My Ántonia (/ˈæntəniə/ AN-tə-nee-ə) is a novel published in 1918 by American writer Willa Cather, considered one of her best works. It is the final book of her "prairie trilogy" of novels, preceded by O Pioneers! and The Song of the Lark.

The novel tells the stories of an orphaned boy from Virginia, Jim Burden, and the elder daughter in a family of Bohemian immigrants, Ántonia Shimerda, who are each brought as children to be pioneers in Nebraska towards the end of the 19th century. Both the pioneers who first break the prairie sod for farming, as well as of the harsh but fertile land itself, feature in this American novel. The first year in the very new place leaves strong impressions in both children, affecting them lifelong.

This novel is considered Cather's first masterpiece. Cather was praised for bringing the American West to life and making it personally interesting.

Minor characters include: Peter and Pavel, Ole Benson, Mr. and Mrs. Cutter, Widow Steavens, Larry Donovan, Anton Jelinek, Ántonia's children (Martha, Rudolph, Anna, Yulka, Ambrosch, Leo, Charley Jan, Lucie, Nina are named).

Cather chose a first-person narrator because she felt that novels depicting deep emotion, such as My Ántonia, were most effectively narrated by a character in the story. The novel is divided into sections called Books: I The Shimerdas, II The Hired Girls, III Lena Lingard, IV The Pioneer Woman's Story, V Cuzak's Boys.

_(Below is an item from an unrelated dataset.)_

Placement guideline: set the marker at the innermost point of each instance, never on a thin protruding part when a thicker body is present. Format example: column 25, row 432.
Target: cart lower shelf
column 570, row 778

Orphaned Jim Burden rides the trains from Virginia to Black Hawk, Nebraska, where he will live with his paternal grandparents. Jake, a farmhand from Virginia, rides with the 10-year-old boy. On the same train, headed to the same destination, is the Shimerda family from Bohemia. Jim lives with his grandparents in the home they have built, helping as he can with chores to ease the burden on the others. The home has the dining room and kitchen downstairs, like a basement, with small windows at the top of the walls, an arrangement quite different from Jim’s home in Virginia. The sleeping quarters and parlor are at ground level. The Shimerda family paid for a homestead which proves to have no home on it, just a cave in the earth, and not much of the land broken for cultivation. The two families are nearest neighbors to each other in a sparsely settled land. Ántonia, the elder daughter in the Shimerda family, is a few years older than young Jim. The two are friends from the start, helped by Mrs. Shimerda asking that Jim teach both her daughters to read English. Ántonia helps Mrs. Burden in her kitchen when she visits, learning more about cooking and housekeeping. The first year is extremely difficult for the Shimerda family, without a proper house in the winter. Mr. Shimerda comes to thank the Burdens for the Christmas gifts given to them, and has a peaceful day with them, sharing a meal and the parts of a Christian tradition that Protestant Mr. Burden and Catholic Mr. Shimerda respect. He did not want to move from Bohemia, where he had a skilled trade, a home and friends with whom he could play his violin. His wife is sure life will be better for her children in America.